Author: Martinx - ジェームズ Date: To: t.j.duchene CC: dng@lists.dyne.org Subject: Re: [Dng] No,
the majority doesn't knows. Long life to the Scientific Method!
On 14 December 2014 at 23:12, <t.j.duchene@???> wrote: > Just my two cents?
>
> Ideally speaking, running a project via democracy works. Debian can and
> does function. The problem with Debian is that those who can vote are a
> tiny subset of a much larger community with agendas. Thus when it comes
> down it, a tiny group basically makes decisions for the whole. Most of the
> time, those decisions are not controversial and accepted without comment.
>
> Unfortunately, the systemd debacle was not, and the vast majority who made
> comment really did not understand what the hell they are deciding. How many
> of those individuals actually looked at the systemd codebase and its real
> world use or fail cases? I’d a semi-educated guess maybe Debian ten
> developers - at best - really looked at the code or did any form of QA on
> systemd specifically, even though is the most radical change to the
> distribution in at least 10 years. The rest took it on popularity,
> regardless of whether or not it was a bad design decision. Case in point?

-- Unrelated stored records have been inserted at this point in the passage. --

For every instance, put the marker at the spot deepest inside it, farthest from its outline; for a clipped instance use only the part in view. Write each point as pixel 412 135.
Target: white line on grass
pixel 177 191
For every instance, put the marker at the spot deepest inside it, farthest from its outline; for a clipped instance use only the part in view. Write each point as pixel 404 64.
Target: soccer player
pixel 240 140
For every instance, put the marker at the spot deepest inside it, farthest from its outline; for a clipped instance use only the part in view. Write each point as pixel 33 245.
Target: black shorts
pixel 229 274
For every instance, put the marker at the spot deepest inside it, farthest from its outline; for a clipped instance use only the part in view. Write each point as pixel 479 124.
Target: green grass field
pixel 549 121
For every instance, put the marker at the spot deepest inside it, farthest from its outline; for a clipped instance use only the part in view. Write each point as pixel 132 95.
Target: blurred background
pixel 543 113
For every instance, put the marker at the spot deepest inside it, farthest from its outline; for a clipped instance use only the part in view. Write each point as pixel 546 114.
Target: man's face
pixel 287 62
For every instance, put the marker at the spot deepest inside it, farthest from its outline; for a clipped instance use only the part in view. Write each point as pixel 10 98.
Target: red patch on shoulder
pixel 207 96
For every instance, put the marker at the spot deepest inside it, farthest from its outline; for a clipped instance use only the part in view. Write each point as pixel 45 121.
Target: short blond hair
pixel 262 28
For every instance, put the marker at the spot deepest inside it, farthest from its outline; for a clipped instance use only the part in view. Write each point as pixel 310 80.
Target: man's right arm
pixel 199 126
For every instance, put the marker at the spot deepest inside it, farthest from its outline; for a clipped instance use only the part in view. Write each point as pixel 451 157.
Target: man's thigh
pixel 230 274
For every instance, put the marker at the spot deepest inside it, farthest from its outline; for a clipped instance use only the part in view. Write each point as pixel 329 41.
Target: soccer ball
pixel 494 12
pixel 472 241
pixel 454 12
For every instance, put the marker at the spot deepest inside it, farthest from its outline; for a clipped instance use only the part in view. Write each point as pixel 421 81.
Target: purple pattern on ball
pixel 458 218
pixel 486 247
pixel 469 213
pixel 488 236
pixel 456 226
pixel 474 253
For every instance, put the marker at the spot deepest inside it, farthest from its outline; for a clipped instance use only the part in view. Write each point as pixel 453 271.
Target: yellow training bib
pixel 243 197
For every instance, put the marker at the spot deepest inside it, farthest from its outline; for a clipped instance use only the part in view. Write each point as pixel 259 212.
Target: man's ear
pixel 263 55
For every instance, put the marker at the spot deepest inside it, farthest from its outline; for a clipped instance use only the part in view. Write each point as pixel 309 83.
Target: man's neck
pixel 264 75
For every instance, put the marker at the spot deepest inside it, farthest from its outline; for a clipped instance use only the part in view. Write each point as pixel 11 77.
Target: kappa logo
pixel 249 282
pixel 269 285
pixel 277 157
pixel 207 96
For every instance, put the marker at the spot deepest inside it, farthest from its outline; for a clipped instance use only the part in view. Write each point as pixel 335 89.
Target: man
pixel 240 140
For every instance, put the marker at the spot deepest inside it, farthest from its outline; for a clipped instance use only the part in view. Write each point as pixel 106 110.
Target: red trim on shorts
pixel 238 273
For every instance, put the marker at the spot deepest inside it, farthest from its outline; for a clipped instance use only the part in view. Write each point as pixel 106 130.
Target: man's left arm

> I do not believe that they tested Jesse without systemd against Jesse with
> systemd. The decision appears to have been made arbitrarily.
>
> What does this suggest to me? That actual technical core decisions should
> be in the hands of developers and Quality Assurance who know what they are
> about. The word for it is called meritocracy. The weight of your opinion
> is determined by the quality of the work you put into the project.
>
> Until the Devuan development team officially invites others to join the
> team, our opinions - while respected - are basically irrelevant. We are
> sitting about chatting, but that doesn’t get Devuan to release.
I must say that it does not worth only two cents, it worth two
Bitcents! Bitcoins, you know?! \o/ ... Which worth a lot more !
:-D
I see your point, and I understand it completely.
Lets not repeat Debian's mistakes!
Also, somehow, we need to make sure the that the majority will never
crush the minority, because this is a bad thing.